2. Vedi infra l’articolo del Dott. Antal.
3. Matthias Grünewald in seinen Werken, ein physiognomischer Versuch. Berlin, 1936, p. 92.
4. Libro II, Capitolo 12.
5. Queste osservazioni sparse saranno incluse in un libro di prossima pubblicazione sull’arte fiorentina di questo periodo; la loro formulazione non è ancora quella definitiva, ed esse sono dunque passibili di revisione.
6. Questo disegno si trovava in Inghilterra fino all’inizio del secolo scorso, quando Ottley lo riprodusse nel suo Italian School of Design, London, 1823, p. 13, attribuendolo a Donatello. Evidentemente egli fu il primo ad attribuirlo, insieme ad altri disegni di Bandinelli, al grande scultore del Quattrocento.
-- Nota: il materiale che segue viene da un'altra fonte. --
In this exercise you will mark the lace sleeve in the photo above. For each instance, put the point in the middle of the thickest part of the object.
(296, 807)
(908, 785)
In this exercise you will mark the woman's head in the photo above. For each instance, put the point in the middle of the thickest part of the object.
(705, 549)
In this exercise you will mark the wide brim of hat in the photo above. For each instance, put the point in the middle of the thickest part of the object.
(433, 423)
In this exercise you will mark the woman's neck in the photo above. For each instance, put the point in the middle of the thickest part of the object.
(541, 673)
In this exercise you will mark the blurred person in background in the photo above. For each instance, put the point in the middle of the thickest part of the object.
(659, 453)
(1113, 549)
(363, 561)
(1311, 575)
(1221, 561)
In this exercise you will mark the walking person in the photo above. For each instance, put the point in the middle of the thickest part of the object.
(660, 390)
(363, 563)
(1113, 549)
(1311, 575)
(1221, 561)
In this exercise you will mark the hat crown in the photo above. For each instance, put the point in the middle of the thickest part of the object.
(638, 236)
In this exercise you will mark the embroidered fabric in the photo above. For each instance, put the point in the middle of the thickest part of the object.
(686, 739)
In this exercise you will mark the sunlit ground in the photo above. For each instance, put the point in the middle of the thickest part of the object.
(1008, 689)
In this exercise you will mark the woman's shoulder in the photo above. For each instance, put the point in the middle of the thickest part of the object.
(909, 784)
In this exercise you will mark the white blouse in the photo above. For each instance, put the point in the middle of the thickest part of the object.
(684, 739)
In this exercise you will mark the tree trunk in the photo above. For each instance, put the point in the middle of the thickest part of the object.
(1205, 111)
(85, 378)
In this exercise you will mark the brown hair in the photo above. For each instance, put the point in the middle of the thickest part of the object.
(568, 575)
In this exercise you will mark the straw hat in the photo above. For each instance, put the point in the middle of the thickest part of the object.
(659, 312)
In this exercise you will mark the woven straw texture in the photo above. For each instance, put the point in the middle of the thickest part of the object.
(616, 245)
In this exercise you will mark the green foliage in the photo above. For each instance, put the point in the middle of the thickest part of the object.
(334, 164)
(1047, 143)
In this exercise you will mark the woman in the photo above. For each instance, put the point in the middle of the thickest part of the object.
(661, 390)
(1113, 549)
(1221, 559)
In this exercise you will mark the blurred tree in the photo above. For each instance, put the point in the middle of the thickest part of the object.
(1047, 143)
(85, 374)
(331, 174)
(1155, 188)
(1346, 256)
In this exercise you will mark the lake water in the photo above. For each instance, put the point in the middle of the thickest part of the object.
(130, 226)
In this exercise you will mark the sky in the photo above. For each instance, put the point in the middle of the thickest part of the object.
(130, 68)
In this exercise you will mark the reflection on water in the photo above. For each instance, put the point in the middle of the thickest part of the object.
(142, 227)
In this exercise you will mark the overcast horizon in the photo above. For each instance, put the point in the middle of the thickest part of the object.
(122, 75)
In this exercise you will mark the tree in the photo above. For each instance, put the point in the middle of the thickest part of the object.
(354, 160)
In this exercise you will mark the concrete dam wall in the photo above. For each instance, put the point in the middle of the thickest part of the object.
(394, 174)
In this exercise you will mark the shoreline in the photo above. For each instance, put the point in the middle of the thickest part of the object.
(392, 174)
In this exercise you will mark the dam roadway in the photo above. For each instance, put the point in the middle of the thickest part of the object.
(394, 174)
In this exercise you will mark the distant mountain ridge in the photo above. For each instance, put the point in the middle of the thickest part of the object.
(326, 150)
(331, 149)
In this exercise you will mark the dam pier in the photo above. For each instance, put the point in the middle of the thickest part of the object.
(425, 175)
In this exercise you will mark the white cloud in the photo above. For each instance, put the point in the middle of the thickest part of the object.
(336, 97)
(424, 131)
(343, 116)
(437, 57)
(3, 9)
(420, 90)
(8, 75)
7. Vedi F. Schottmüller, Zwei Grabmäler der Renaissance und ihre antiken Vorbilder, Repertorium der Kunstwissenschaft, XXV, 1902, pp. 401 sgg.
8. Sia questa figura sia quella di Verrocchio richiamano immediatamente la Maddalena di Niccolò dell’Arca nel suo gruppo scultoreo a Bologna (Santa Maria della Vita), che è raffigurata mentre irrompe impetuosamente gridando per il dolore; in questo pezzo dal realismo fortemente accentuato l’antichità si avverte appena come una debole eco (fig. 9).
9. Menzionato nell’articolo precedente.
10. Dal momento che questo articolo si occupa solamente della trasformazione del tipo bacchico in quello della plorante, le altre numerose figure del Rinascimento copiate da modelli neoattici non vengono qui considerate. Rilievi di questo tipo, specialmente la ben nota danza di fanciulle (già a Roma, Villa Borghese, ora al Louvre) con i loro fluttuanti abiti sempre in movimento, fornirono un’inesauribile fonte di ispirazione a quegli artisti italiani del tardo quindicesimo e primo sedicesimo secolo che intendevano conferire un ritmo dinamico accentuato e aggraziato alla loro composizione o a singole figure. Esempi significativi sono costituiti dalle sculture di angeli di Agostino di Duccio, dai disegni di danzatori della scuola di Ghirlandaio, dal Parnaso di Mantegna, dalle Muse di Giulio Romano e addirittura da un esempio tardo quale l’Aurora di Guido Reni. Cfr. le numerose allusioni alle figure definite come “ninfe” nei Gesammelte Schriften di Aby Warburg.